# Wife feels rejected by my sister and adult daughter (from prior marriage)



## Not2Lucky (Jun 5, 2013)

My wife complains that she does not feel comfortable around my adult daughter from a past marriage or my sister. My wife was an only child and she and her mother are last in her family line. Her main complaint is that she had expectations of having a big family that she would be close with after our marriage (some 5 years ago now). But this hasn't developed the way she wanted.

She feels that she is not able to connect with my daughter who is married herself with a young child. She sees that most of the communication between my family and us is through me rather than with her directly. 

This is not new and has been going on for the duration of our marriage. When my wife brings up the subject she sort-of self-escalates the discussion to the point of quasi-threatening divorce because she can't see herself going thru the rest of her life without this big, loving supportive family around her. From my point of view, I really don't see anything unusual going on other than her own attitude. What I do think is happening is that she is sending her own body language signals of discomfort and receiving the same in response, creating a bit of a negative feedback loop.

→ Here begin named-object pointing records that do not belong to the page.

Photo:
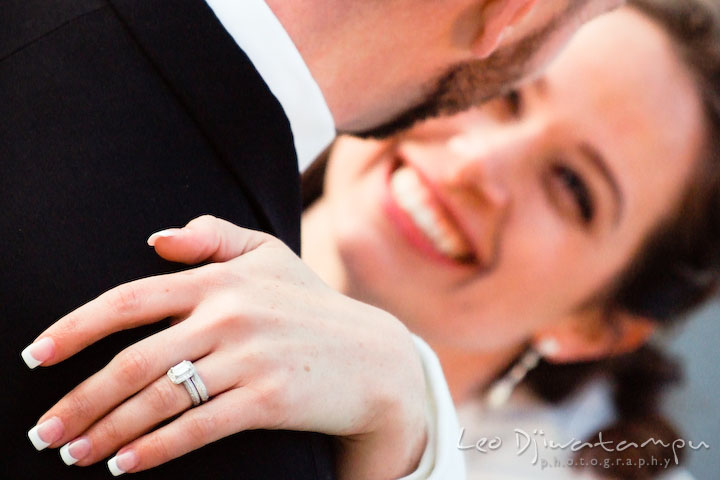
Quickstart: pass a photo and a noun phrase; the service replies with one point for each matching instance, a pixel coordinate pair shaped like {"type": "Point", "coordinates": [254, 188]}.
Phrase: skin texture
{"type": "Point", "coordinates": [493, 168]}
{"type": "Point", "coordinates": [544, 264]}
{"type": "Point", "coordinates": [403, 66]}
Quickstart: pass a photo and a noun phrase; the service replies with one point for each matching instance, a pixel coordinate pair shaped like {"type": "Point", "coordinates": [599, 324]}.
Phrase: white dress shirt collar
{"type": "Point", "coordinates": [259, 33]}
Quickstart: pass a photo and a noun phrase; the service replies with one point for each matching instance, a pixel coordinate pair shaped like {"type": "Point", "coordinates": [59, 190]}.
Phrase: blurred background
{"type": "Point", "coordinates": [695, 406]}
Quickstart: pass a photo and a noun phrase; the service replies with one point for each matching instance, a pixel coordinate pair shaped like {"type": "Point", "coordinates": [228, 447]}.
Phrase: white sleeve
{"type": "Point", "coordinates": [442, 459]}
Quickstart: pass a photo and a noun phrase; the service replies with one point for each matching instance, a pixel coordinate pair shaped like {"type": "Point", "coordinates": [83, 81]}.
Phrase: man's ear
{"type": "Point", "coordinates": [593, 335]}
{"type": "Point", "coordinates": [498, 17]}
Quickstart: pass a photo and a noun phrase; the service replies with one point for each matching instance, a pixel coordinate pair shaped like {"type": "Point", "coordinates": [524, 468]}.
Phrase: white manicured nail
{"type": "Point", "coordinates": [38, 352]}
{"type": "Point", "coordinates": [120, 464]}
{"type": "Point", "coordinates": [171, 232]}
{"type": "Point", "coordinates": [43, 434]}
{"type": "Point", "coordinates": [73, 451]}
{"type": "Point", "coordinates": [548, 347]}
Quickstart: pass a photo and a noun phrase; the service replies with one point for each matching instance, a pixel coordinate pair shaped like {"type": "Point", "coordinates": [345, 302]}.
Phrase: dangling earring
{"type": "Point", "coordinates": [502, 389]}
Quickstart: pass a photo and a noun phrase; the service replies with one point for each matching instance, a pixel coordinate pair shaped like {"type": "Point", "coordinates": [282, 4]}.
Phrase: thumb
{"type": "Point", "coordinates": [206, 238]}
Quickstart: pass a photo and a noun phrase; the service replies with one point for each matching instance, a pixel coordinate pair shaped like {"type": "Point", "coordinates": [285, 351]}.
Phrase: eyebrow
{"type": "Point", "coordinates": [598, 161]}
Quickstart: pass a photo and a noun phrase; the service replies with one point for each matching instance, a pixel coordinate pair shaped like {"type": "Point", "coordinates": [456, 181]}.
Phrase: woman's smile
{"type": "Point", "coordinates": [419, 214]}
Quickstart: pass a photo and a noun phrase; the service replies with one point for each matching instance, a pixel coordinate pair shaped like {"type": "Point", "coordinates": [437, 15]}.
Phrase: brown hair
{"type": "Point", "coordinates": [678, 267]}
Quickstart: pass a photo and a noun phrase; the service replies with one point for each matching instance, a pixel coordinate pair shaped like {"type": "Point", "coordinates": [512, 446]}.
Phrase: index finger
{"type": "Point", "coordinates": [129, 305]}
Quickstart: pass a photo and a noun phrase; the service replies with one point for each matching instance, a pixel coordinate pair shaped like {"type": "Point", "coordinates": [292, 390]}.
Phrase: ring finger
{"type": "Point", "coordinates": [154, 404]}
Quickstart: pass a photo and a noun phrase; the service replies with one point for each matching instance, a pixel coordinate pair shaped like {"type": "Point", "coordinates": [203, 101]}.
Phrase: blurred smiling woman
{"type": "Point", "coordinates": [573, 216]}
{"type": "Point", "coordinates": [567, 220]}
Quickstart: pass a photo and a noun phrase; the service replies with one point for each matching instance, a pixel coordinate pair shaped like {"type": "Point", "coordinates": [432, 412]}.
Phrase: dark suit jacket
{"type": "Point", "coordinates": [119, 118]}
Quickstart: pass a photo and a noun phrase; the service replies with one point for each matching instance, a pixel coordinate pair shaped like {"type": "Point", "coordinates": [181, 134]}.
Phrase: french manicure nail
{"type": "Point", "coordinates": [123, 462]}
{"type": "Point", "coordinates": [548, 347]}
{"type": "Point", "coordinates": [45, 433]}
{"type": "Point", "coordinates": [76, 450]}
{"type": "Point", "coordinates": [171, 232]}
{"type": "Point", "coordinates": [38, 352]}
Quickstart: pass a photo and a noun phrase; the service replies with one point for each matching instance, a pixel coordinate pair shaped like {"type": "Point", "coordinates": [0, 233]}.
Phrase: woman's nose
{"type": "Point", "coordinates": [479, 168]}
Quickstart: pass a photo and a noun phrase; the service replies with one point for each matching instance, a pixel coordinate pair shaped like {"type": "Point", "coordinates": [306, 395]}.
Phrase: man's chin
{"type": "Point", "coordinates": [401, 122]}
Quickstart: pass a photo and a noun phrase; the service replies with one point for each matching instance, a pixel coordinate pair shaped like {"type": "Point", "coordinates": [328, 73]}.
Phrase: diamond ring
{"type": "Point", "coordinates": [184, 372]}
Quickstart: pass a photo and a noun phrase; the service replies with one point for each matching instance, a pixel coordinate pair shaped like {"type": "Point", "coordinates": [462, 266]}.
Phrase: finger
{"type": "Point", "coordinates": [128, 373]}
{"type": "Point", "coordinates": [156, 403]}
{"type": "Point", "coordinates": [206, 238]}
{"type": "Point", "coordinates": [234, 411]}
{"type": "Point", "coordinates": [127, 306]}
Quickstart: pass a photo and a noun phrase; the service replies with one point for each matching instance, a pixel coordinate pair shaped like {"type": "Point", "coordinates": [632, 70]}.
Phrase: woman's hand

I have a rather large family and we get together several times a year for holidays, etc. Everyone gets along well. But my wife seems to expect that when we enter the room everyone should be looking our way and giving us a big holiday welcome (which she claims she got in the past with her ex-husband's and other families). My family has never been that way. We love each other dearly and have no internal conflicts. But we are not big dramatic holiday show-folks. I try and explain that but to no avail.

My wife gets along very well with my mother and all the men in the family. It is mainly my daughter and sister that trouble her and she imagines that they are conspiring against her.

I've personally become a bit numb to the whole thing as it has been going on for years. But as it just came up again today (triggered by the fact that I bumped into her foot with a shopping cart last night and wasn't apologetic enough), I thought I'd have a look at the internet and see if anyone else runs into this kind of thing and what possible advice I might find.

Thanks for reading.


----------



## Hicks (Jan 14, 2011)

When she complains about this you say to her 

Wife, I have a saying... "if it's going to be, it starts with me"

And then move along to the next subject.

You can't let your wife's irrational phobias take on alot of prominence in your marriage, but you cannot be dismissive either.


----------